W0454

Recent Results From the High-throughput Pipeline of the Joint Center for Structural Genomics. Qingping Xu¹, Henry van den Bedem¹, Linda Brinen¹, Ashley Deacon¹, Adam Godzik², Slawomir Grzechnik², Carina Grittini³, Scott Lesley⁴, Mitchell D. Miller¹ and Guenter Wolf¹, ¹JCSG, Stanford Synchrotron Radiation Laboratory, Stanford Univ., Menlo Park, CA, ²JCSG, San Diego Supercomputer Center, Univ. of California San Diego, La Jolla, CA, ³JCSG, The Scripps Research Institute, La Jolla, CA., ⁴JCSG, Genomics Inst. of the Novartis Research Foundation, San Diego, CA.

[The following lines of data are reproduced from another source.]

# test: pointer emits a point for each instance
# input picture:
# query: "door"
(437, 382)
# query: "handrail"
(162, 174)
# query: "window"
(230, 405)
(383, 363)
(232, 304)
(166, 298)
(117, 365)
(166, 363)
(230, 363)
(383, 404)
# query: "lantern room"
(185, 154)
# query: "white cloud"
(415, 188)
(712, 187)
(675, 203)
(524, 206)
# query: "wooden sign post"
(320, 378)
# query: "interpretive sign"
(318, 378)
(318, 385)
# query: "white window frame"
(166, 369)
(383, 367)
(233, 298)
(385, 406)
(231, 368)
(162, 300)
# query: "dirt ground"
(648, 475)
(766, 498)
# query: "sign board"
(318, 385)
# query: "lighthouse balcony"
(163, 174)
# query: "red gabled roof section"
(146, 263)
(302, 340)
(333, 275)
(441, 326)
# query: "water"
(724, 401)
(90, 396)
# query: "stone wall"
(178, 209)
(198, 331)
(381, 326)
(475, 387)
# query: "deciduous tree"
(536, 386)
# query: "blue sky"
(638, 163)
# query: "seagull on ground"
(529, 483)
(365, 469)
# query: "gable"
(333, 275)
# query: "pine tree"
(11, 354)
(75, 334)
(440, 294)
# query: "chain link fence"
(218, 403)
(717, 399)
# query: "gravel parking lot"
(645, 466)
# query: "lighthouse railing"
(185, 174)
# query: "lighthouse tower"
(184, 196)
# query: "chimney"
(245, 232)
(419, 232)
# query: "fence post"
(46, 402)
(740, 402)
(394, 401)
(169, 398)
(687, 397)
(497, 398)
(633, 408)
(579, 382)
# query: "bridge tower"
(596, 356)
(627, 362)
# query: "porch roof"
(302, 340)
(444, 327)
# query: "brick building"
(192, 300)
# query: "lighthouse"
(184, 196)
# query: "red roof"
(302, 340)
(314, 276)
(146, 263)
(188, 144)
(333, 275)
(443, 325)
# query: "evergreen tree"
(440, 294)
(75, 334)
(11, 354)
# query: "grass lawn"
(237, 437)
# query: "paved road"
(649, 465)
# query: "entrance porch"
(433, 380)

Structural genomics aims to significantly improve the efficiency of the protein structure determination process. One of the goals is to produce a complete catalogue of protein folding space. The Joint Center for Structural Genomics (JCSG) has developed a highly automated pipeline, which consists of target selection, cloning, purification and crystallization, crystal screening, data collection and structure determination. The JCSG pipeline has been tested on the Thermotoga maritima genome. Many novel protein fold features have already been identified. Some of latest structural results from the JCSG pipeline will be highlighted.

At SSRL we have developed a system to carry out the crystallographic analysis part of the JCSG pipeline. For many of the structures solved so far this system can be used with minimal human intervention. However, in some cases more dedicated human input has been necessary.

The JCSG pipeline is now being extended to tackle other genomes and specific classes of proteins that were not amenable to the initial pipeline.

The JCSG is funded by the Protein Structure Initiative of the National Institutes of Health, National Institute of General Medical Sciences. SSRL operations is funded by DOE BES, and the SSRL Structural Molecular Biology program by DOE BER, NIH NCRR BTP and NIH NIGMS.